Monday, December 10, 2007

in the pre-predawn

Once again sleeplessness drove me from bed, this time at about 4:00, into the cold darkness of the house. It was too late for whisky so I poured myself a glass of cranberry juice, twisted on the knobs for our electric heat (–2° C outside), pulled the living-room furniture back into its regular daytime configuration (seating not aimed at the TV), opened up Asimov's Guide to the Bible (Old Testament), and started reading.

I'd woken at around 2:45. By 4:00 I could tell that my racing thoughts would lead me only further into wakefulness. Might as well get up and do something productive.

And it was productive. While my mind is engaged with something to do, it is not distracted by worries and problems. I read up on Exodus, highlighting as I went.

Is there any use knowing things about Exodus? Isaac Asimov must have thought so. He wrote two good-sized guides to the Bible, even though he was a chemist (I think) by training and a sci-fi author by avocation. His interests were truly wide-ranging, and for that reason alone I like him and am inclined to trust him.

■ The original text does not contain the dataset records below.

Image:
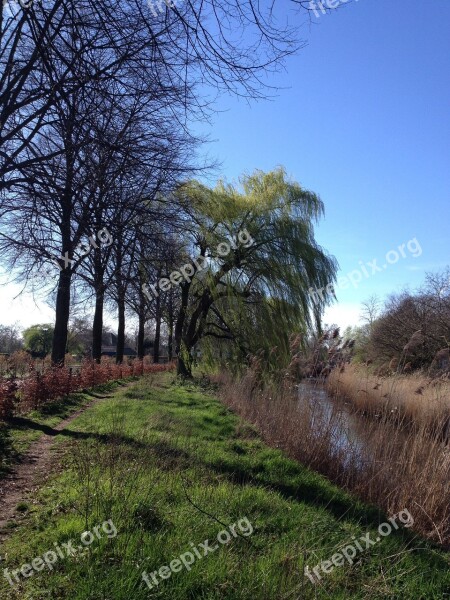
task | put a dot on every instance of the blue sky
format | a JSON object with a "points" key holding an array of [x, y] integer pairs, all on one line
{"points": [[364, 121]]}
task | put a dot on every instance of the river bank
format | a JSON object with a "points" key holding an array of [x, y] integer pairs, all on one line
{"points": [[378, 460]]}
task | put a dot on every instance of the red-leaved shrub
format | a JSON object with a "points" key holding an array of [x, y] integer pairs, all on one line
{"points": [[55, 382]]}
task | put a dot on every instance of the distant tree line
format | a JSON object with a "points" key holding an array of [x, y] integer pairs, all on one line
{"points": [[411, 331]]}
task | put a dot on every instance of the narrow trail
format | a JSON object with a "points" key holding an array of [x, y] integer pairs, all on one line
{"points": [[32, 471]]}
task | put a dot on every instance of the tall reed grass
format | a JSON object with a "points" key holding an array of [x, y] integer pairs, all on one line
{"points": [[414, 400]]}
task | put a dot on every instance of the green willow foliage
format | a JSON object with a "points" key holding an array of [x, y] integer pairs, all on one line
{"points": [[253, 299]]}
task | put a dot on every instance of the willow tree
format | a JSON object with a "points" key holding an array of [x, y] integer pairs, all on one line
{"points": [[253, 260]]}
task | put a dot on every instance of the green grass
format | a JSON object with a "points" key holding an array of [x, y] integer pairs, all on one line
{"points": [[172, 467]]}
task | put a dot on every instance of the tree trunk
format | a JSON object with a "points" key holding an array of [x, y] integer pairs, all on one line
{"points": [[62, 317], [184, 368], [97, 326], [141, 334], [120, 330]]}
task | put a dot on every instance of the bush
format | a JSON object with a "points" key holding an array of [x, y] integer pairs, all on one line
{"points": [[55, 382]]}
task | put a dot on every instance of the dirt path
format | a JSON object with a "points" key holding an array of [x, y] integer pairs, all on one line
{"points": [[33, 470]]}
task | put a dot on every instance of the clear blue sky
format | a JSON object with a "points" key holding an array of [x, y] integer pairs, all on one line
{"points": [[365, 123]]}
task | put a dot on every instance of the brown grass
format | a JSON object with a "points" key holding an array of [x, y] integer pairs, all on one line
{"points": [[413, 400], [379, 461]]}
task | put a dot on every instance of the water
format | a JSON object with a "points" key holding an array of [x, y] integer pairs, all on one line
{"points": [[351, 437]]}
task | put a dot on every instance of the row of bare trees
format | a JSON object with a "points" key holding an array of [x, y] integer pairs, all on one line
{"points": [[412, 329], [96, 101]]}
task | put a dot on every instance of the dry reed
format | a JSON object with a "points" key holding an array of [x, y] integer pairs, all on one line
{"points": [[376, 459]]}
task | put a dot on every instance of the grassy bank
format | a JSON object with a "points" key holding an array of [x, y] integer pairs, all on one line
{"points": [[381, 461], [171, 467]]}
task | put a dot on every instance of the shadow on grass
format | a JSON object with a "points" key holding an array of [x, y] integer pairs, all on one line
{"points": [[314, 493], [25, 423]]}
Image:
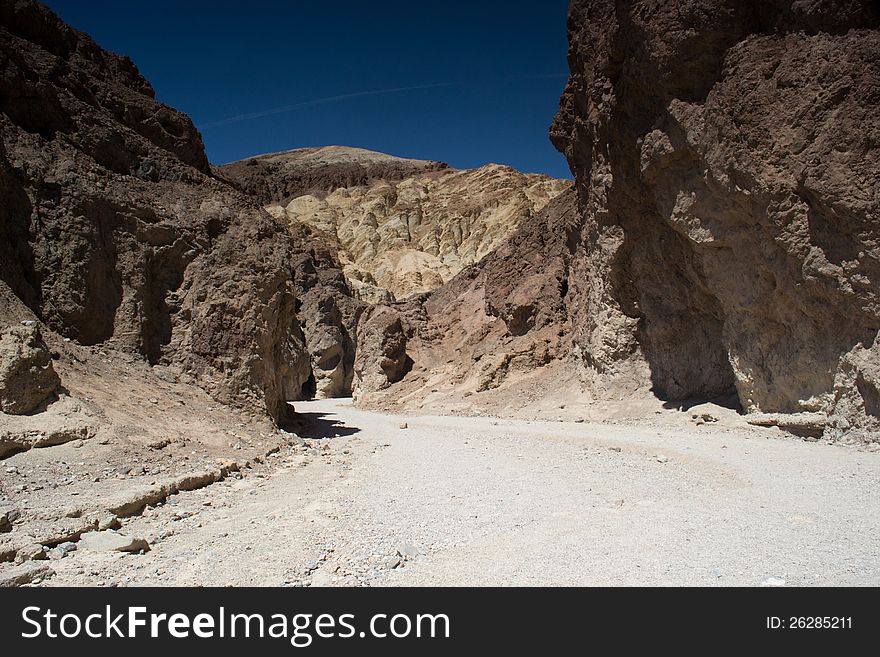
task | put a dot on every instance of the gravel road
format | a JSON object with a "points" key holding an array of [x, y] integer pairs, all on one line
{"points": [[487, 501]]}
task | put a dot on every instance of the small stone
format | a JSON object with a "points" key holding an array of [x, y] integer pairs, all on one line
{"points": [[407, 551], [110, 541], [773, 581], [390, 563], [24, 574], [109, 521], [32, 552]]}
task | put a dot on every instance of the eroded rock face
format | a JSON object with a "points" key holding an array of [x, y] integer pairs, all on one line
{"points": [[395, 239], [27, 377], [113, 229], [381, 359], [496, 324], [726, 160], [280, 177], [399, 227]]}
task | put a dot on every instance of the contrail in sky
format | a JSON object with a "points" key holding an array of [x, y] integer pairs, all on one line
{"points": [[359, 94], [320, 101]]}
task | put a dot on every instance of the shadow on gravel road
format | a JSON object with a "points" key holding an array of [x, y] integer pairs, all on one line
{"points": [[319, 425]]}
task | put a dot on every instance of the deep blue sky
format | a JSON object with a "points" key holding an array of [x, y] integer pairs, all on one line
{"points": [[501, 66]]}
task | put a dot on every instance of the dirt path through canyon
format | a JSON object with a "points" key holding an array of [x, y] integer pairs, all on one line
{"points": [[474, 501]]}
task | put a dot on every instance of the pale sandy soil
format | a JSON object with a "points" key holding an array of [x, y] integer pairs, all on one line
{"points": [[479, 501]]}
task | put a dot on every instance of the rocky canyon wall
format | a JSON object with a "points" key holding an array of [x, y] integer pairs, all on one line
{"points": [[114, 229], [727, 163]]}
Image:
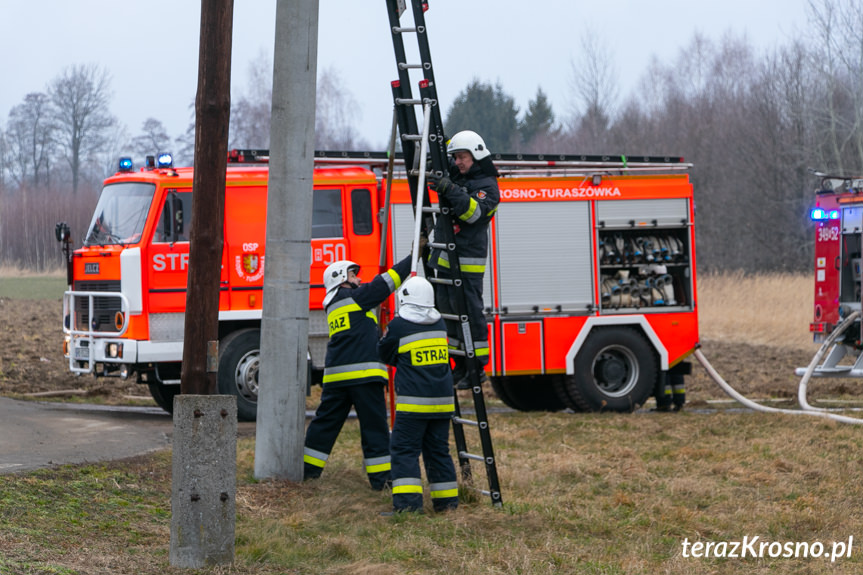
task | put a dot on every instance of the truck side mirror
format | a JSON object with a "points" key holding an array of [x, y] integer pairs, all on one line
{"points": [[61, 231], [177, 208]]}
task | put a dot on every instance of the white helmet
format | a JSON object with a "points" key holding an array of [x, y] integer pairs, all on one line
{"points": [[470, 142], [337, 273], [416, 291]]}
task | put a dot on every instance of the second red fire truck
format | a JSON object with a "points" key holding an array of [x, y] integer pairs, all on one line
{"points": [[590, 288]]}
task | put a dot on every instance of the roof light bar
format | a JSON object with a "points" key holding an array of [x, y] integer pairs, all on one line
{"points": [[164, 160], [820, 214]]}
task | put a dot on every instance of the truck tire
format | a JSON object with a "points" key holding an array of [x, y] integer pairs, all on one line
{"points": [[527, 392], [615, 370], [163, 394], [239, 363]]}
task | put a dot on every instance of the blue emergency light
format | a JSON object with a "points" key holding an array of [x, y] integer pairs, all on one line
{"points": [[164, 160], [820, 214]]}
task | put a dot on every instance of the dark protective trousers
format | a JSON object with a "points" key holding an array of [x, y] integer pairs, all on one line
{"points": [[411, 438], [447, 304], [370, 404]]}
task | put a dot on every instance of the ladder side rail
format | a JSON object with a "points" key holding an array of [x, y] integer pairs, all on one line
{"points": [[460, 441], [486, 443], [402, 93], [428, 88]]}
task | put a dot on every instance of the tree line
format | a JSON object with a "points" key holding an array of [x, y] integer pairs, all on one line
{"points": [[754, 125]]}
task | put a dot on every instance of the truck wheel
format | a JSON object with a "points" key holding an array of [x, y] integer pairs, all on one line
{"points": [[559, 382], [527, 392], [239, 363], [164, 394], [615, 370]]}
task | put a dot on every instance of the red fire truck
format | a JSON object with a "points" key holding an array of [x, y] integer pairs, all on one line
{"points": [[590, 288], [838, 218]]}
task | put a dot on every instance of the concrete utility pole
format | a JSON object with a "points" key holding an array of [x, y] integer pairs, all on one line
{"points": [[285, 323], [204, 470]]}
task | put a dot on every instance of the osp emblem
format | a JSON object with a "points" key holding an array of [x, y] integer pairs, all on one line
{"points": [[250, 263], [249, 266]]}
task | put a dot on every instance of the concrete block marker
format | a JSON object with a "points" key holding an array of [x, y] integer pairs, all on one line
{"points": [[203, 481]]}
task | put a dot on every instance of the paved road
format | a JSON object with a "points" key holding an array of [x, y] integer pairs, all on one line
{"points": [[36, 435], [41, 434]]}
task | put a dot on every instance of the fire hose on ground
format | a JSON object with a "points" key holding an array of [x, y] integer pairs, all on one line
{"points": [[806, 409]]}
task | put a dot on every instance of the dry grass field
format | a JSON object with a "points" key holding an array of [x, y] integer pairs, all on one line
{"points": [[600, 494]]}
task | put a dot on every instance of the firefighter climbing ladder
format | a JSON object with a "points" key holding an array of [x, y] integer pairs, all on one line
{"points": [[431, 143]]}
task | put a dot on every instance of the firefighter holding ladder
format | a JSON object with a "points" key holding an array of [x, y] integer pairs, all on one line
{"points": [[472, 192]]}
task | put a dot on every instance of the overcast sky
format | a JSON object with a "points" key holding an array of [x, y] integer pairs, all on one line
{"points": [[151, 48]]}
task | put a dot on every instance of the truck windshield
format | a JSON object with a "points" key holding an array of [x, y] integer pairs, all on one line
{"points": [[120, 214]]}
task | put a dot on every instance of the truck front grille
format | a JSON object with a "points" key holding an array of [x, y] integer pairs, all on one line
{"points": [[104, 308]]}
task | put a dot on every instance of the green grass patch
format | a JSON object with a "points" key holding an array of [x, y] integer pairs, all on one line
{"points": [[33, 287]]}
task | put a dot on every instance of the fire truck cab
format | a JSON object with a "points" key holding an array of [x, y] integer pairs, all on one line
{"points": [[590, 287], [838, 219]]}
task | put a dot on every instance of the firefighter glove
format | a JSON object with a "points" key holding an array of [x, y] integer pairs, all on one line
{"points": [[442, 185]]}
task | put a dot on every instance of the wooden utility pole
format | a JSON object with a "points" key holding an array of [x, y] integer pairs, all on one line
{"points": [[285, 322], [204, 470], [212, 115]]}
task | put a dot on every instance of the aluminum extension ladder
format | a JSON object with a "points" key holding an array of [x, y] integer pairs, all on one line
{"points": [[416, 147]]}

His tone is always interested, balanced; skeptical but also open-minded--a brace of mental qualities that I particularly admire and regard as traits of the greatest minds. Without apparent effort, he brings tremendous erudition to any topic, seamlessly working all kinds of nuggets of otherwise hard-to-find information into his exposition. Asimov's prose style itself is a model of simplicity and clarity.

An hour and a quarter (and two glasses of cranberry juice) later, I was feeling the chill, and my eyes were feeling gritty and unrested. I stalked back up to bed and crawled in to warm up and rest my eyes for the last 15 minutes before the alarm went off and it was time to formally start the day.